Later that evening, a specialist came in and told my daughter that this was a textbook case for certain! He mentioned that this was a very, very, rare disease. He then asked her many questions, trying to have her fit into the noted cases of this claim; he and several other doctors were doing research on this. It was interesting, because the evening before I had been lead to work with the idea that “Love’s work and Love must fit.” After much to do about nothing, my daughter did not fit into any of the categories of persons with this claim that had been recorded in medical books.

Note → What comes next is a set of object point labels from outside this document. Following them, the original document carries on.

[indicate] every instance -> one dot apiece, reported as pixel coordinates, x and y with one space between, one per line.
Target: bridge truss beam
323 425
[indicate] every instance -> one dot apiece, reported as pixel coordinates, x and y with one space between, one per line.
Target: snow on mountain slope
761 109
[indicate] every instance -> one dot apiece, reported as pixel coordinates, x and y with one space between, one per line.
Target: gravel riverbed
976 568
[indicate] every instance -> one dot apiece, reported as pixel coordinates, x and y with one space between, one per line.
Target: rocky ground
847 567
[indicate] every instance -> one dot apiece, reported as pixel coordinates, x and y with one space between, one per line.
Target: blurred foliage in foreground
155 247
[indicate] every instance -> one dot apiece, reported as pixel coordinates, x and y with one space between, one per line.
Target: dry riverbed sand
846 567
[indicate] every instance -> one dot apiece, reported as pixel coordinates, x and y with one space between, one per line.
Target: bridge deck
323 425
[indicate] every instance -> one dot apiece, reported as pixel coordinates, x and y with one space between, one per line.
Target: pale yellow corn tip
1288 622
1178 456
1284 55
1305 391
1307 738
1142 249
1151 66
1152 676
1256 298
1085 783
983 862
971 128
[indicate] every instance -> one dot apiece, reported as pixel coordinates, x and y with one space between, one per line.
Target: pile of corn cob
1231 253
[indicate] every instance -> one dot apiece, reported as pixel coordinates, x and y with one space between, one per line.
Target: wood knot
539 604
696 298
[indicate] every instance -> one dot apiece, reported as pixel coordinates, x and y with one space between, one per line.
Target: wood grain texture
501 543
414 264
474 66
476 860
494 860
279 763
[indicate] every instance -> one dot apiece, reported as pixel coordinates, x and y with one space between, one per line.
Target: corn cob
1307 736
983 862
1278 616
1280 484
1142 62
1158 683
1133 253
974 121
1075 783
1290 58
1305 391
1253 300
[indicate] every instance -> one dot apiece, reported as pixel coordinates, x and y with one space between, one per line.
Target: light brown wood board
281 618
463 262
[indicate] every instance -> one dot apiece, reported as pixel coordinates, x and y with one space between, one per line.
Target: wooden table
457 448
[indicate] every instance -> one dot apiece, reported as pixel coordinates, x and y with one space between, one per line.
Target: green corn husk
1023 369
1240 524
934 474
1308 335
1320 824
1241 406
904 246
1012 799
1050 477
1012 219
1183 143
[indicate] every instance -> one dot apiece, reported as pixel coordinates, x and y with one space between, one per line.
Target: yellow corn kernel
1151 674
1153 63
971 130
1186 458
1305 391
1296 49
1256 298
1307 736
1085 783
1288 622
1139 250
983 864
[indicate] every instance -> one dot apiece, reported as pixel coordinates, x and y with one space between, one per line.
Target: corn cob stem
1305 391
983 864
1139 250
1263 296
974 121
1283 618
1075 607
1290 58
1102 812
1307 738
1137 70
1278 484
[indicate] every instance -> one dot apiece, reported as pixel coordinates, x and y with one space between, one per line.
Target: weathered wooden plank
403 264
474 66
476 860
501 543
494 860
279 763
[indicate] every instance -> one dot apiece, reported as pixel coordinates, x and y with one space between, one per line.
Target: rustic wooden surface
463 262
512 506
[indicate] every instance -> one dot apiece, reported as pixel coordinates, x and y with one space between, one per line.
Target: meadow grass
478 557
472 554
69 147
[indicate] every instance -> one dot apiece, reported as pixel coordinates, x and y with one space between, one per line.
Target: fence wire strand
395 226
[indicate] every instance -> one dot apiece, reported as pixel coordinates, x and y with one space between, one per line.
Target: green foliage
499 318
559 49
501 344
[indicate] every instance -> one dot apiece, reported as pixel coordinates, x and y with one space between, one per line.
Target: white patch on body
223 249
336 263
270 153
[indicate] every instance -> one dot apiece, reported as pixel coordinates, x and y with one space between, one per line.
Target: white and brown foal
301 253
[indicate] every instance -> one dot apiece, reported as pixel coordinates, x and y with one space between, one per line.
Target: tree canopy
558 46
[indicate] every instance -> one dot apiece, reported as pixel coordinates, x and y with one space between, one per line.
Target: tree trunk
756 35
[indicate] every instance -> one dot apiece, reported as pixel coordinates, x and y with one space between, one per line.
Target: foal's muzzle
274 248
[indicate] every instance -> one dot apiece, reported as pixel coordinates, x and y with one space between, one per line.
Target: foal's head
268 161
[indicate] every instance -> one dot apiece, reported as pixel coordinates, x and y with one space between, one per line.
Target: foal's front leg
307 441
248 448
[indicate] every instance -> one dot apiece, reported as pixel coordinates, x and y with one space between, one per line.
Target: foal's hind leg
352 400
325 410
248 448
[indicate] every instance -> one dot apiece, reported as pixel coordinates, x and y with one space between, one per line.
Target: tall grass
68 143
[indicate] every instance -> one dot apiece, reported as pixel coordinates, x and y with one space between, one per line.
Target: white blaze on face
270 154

The quarantine was done away with that evening, and by the next morning all appearances were so light that my daughter was released. She told me that she felt there would be no evidence whatsoever by the time she got home, and that proved to be true. 

During the time of praying, I was so buoyed with all the wonderful testimonies I had read in preparing for last year’s Association meeting. They were wonderful proofs of Christ healing in many different and varied circumstances. The inspiration from Association day was a great staff upon which to lean. I was so grateful to be able to prove with my daughter that the only atmosphere is that of Love. Its purity nullifies any seeming impurity, influence, or fear. Love is contagious, only Love!

A side bar to this healing: My daughter had no medical insurance. Because of her income level, she was not able to qualify for any reduction of the bill. The doctors told her that they would charge her only half, which she appreciated. Several months later, the hospital sent her a list of all the expenses; they were kind enough to set up a payment plan for her. Shortly after, out of the blue, she received a letter from the hospital stating that they would take care of the remainder of the bill and she owed nothing more. To me, the whole mortal picture had been erased—not even the bill could remain.